Institutions and Individuals: Challenging Authority in Revolutionary France

Archie Livingston, Jr., Social Studies, Alexander Graham Middle School

Final Unit (PDF)  Implementing Common Core Standards (PDF)

Synopsis

The unit is designed for adolescent students as a diluted instructional
sequence of the French Revolution and will consist of seven lessons with various
assessment pieces. It will focus on five icons for students to process the causes, events,
and lasting effects of this challenge to absolutism including: the nobility, the
disenfranchised French subject, enlightened member of the middle class, the guillotine,
and Code Napoleon. Beginning by examining the egregious spending by Louis XIV and
life at the royal court in comparison to the peasant, students will begin to build a
framework of the alienated masses, and how centuries of political disenfranchisement led
to dissatisfaction for many.
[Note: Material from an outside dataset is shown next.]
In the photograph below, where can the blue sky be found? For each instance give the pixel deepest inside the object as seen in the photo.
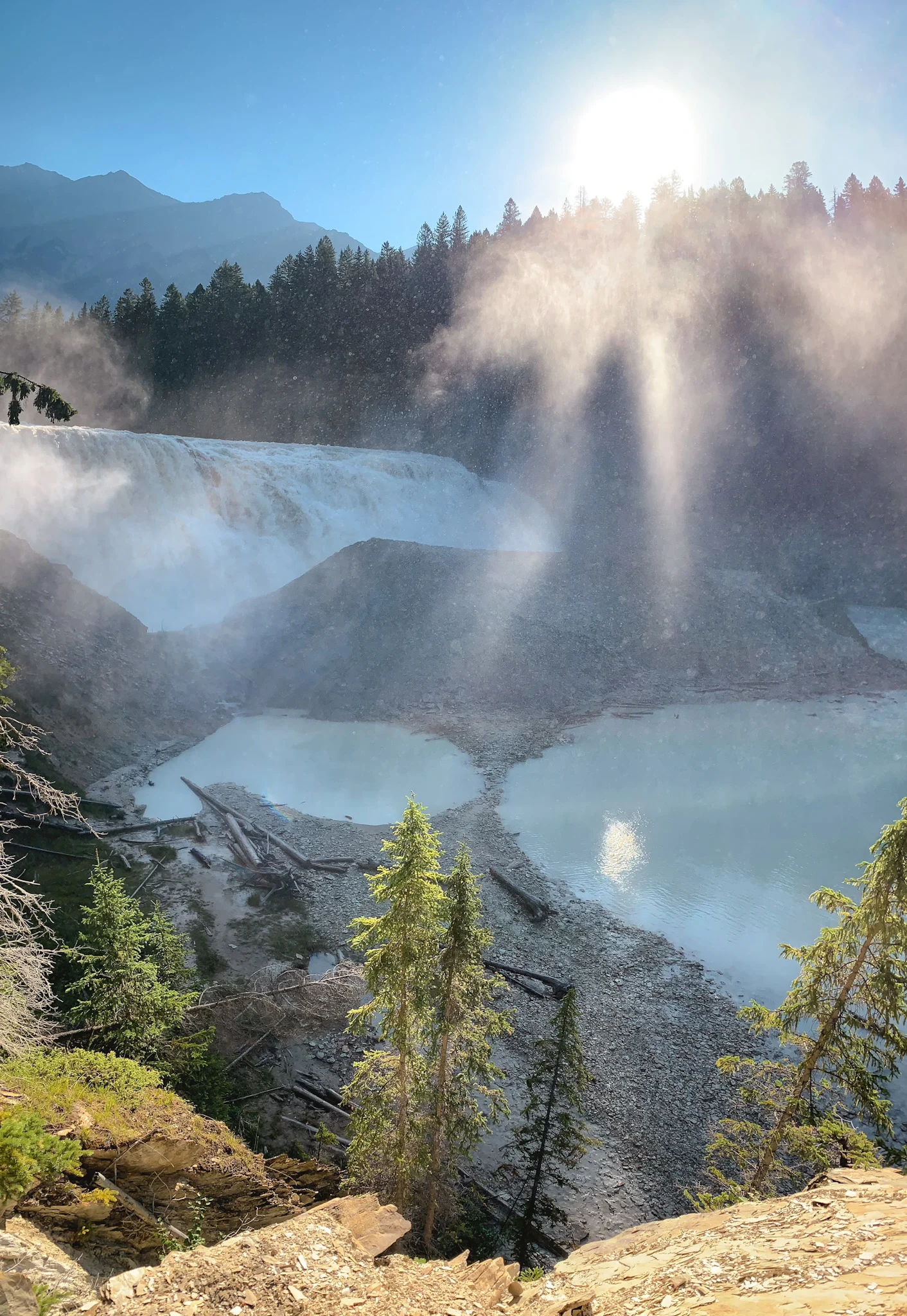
(370, 118)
Then, by using an intellectual as the representation of the
middle class, students will study political philosophy and how the Enlightenment ideals
of natural rights and a social contract existing between citizen and state gave rise to
violence. The final piece examines the reform efforts instituted by Napoleon Bonaparte
as a product of the revolutionary idealism of equality for all men. The goal is not only
content mastery, but for students to develop concrete images of select icons which can be
used as a model for understanding subsequent studies of social revolution.